BlindAlive.com

Accessible Fitness, more choices for more people

Fitness has always been a concern with regard to both mental and physical health regardless of age, gender, or any other variables that make each one of us unique. And for those in the blind community, fitness is every bit as much—if not more—important.

Exercise for the visually impaired is something that should be incorporated into a weekly, if not daily, routine for a variety of reasons that are both similar and different from people within the sighted community. For those with total loss of sight as well as for those who are low sighted, a lack of regular exercise can bring on a host of other issues, including weight gain, sluggishness, and perhaps worst of all for many, insomnia or a circadian rhythm that has been thrown completely off track.

A quality workout done at the right time of day and at the right pace to meet your unique physical and mental needs is just what the doctor may have forgotten to order. For many blind people, fitness has been a challenge: without someone to guide you and without the ability to drive yourself to the gym, it becomes obvious why so many visually impaired individuals give up—but with the BlindAlive line of Fitness Workouts for blind people, you’ll never have to depend on anyone else again.

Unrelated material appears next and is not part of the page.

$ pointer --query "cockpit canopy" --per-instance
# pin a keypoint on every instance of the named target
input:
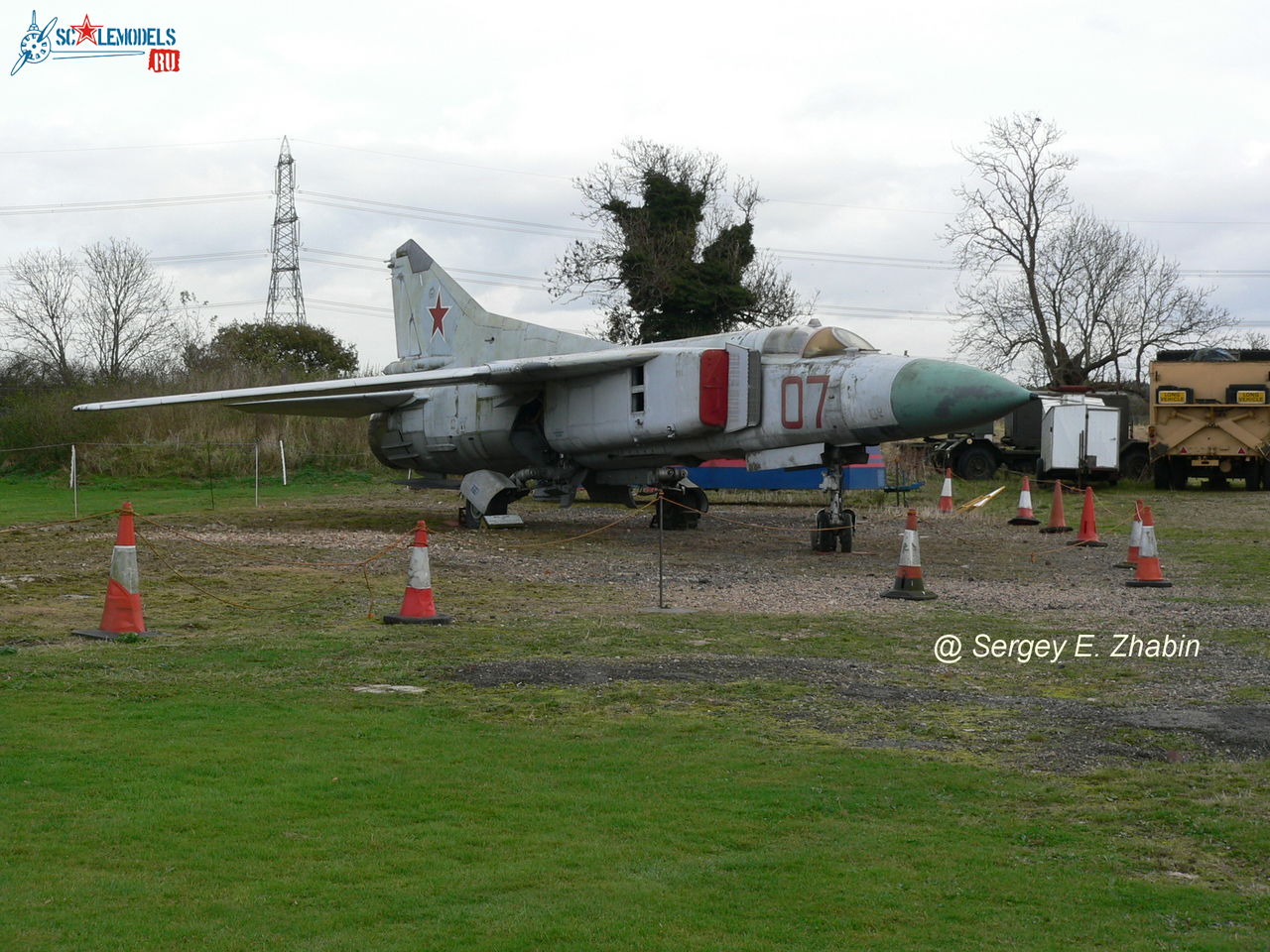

Yoga and Strength Training with wieghts for blind people along with a variety of other cardiovascular exercises help our bodies stay toned, help us gain muscle mass and lose weight, but most of all, can help lead a blind person away from a sense of helplessness.

Are you ready to sweat? Come get healthy and leave all your notions of not being able to get fit due to your visual impairment behind with BlindAlive!

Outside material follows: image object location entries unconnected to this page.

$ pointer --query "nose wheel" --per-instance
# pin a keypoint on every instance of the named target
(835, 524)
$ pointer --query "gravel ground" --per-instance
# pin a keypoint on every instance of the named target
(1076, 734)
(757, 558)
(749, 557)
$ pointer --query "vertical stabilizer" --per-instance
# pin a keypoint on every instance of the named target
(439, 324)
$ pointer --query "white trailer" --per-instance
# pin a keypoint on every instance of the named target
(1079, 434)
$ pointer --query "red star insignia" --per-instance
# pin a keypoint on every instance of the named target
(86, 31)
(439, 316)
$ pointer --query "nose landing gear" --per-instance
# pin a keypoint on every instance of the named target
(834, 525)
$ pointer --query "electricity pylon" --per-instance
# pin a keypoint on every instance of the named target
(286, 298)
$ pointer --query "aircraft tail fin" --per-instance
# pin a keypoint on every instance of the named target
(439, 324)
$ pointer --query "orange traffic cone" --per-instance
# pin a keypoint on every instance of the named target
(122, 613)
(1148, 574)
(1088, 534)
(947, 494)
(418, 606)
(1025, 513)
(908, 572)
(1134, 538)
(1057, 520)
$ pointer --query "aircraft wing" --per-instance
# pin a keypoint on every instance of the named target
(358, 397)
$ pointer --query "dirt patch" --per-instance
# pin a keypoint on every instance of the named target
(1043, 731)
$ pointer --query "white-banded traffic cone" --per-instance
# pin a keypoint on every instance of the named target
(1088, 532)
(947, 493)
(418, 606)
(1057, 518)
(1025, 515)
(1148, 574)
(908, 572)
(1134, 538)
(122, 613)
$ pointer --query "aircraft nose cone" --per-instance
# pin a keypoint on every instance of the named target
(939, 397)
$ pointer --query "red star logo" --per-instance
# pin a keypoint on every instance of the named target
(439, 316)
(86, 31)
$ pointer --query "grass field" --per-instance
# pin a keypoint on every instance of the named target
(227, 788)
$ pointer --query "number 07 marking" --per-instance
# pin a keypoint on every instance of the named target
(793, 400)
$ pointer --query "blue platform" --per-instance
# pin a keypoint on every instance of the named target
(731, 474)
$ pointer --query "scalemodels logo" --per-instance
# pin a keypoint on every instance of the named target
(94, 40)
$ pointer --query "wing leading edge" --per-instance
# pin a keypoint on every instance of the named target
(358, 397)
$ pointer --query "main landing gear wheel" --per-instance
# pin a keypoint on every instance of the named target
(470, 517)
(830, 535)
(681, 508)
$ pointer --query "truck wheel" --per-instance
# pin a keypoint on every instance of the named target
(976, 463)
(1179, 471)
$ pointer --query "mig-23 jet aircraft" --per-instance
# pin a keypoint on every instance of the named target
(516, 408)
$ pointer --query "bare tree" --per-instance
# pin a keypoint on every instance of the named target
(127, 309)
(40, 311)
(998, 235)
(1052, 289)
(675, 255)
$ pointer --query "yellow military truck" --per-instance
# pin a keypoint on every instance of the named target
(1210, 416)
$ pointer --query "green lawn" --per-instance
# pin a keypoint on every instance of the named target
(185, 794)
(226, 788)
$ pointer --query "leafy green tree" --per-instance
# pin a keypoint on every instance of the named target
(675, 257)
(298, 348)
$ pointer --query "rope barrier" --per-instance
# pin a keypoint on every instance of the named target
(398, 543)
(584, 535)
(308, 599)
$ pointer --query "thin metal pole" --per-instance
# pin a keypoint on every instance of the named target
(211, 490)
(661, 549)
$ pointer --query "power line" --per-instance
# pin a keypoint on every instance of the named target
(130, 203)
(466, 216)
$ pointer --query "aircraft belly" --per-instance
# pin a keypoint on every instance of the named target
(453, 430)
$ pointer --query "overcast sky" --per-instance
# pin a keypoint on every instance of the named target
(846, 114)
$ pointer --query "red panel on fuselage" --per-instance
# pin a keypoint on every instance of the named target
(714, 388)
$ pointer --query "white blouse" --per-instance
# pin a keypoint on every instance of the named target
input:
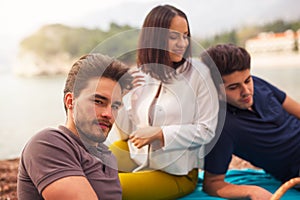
(187, 112)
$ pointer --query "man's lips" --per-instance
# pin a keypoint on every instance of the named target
(246, 100)
(178, 52)
(105, 125)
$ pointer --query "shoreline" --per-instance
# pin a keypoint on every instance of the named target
(275, 60)
(9, 171)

Exercise Programs For People With Glaucoma

If you have glaucoma, except in very rare circumstances, exercise needs to be part of your treatment plan. Of course, you must check with your medical team before starting any program, regardless of your eye condition or overall health.

“Research has shown that "Aerobic exercise is known to lower intraocular pressure (IOP), which we know protects retinal ganglion cells," says Harry A. Quigley, MD, professor and director of the Glaucoma Research Foundation at the Wilmer Eye Institute at Johns Hopkins University in Baltimore.

There are only a few guidelines you should know to help you pick a program that is right for you.

  1. Do not perform exercises that put your head below your heart. These might include: head and shoulder stands, downward facing dog, inversion poses such as bridges, standing forward fold, triangle poses, or positions with feet up in the air as in some core programs
  2. Do not hold your breath while lifting weights. This can increase your eye pressure.
  3. A steady 20 minute cardio session, 4 times a week is excellent for lowering eye pressure. More than this will not hurt but less is not very helpful.
  4. Drink water slowly over the duration of your exercise period. Drinking water in large quantities may raise eye pressure. Begin drinking your water a few minutes before beginning your routine and continue every few minutes throughout. Make sure to continue after exercising as well.

Here at BlindAlive.com and Eyes-Free Fitness®, we have several recommendations for you to help make choosing your exercise programs easy.

  1. The Gentle Workout Set has four 20 minute workouts. There are no head below heart positions, and most exercises can be done either standing or sitting in a chair. These workouts are ideal for those who are just getting started.
  2. Cardio Level One is a low impact, aerobic workout. Doing this workout regularly will help you achieve greater circulation which will help to lower eye pressure.
  3. Our Chair Yoga is gentle and gives you all the benefits of yoga without the risks of head below heart poses. There is one forward fold which can be easily modified.
  4. Pilates Chair With Ring is all performed in a chair with no head below heart poses. This is a strengthening workout which uses a Pilates ring for resistance. You are frequently reminded of your breathing so you can learn the proper way to breathe for Pilates.
  5. The Whole Body Stretch is done mostly in a chair. It is gentle. Stretching keeps muscles and joints moving freely which improves circulation and general well-being.

The beauty of each of these programs is that they can be done independently at home, with no trips to a gym or fees for expensive classes. All our workouts are thoroughly described so you can keep your eyes and your mind relaxed. There is no straining to see, and no fear that you may be missing an important component of the workout. You can do this, and we are happy to help!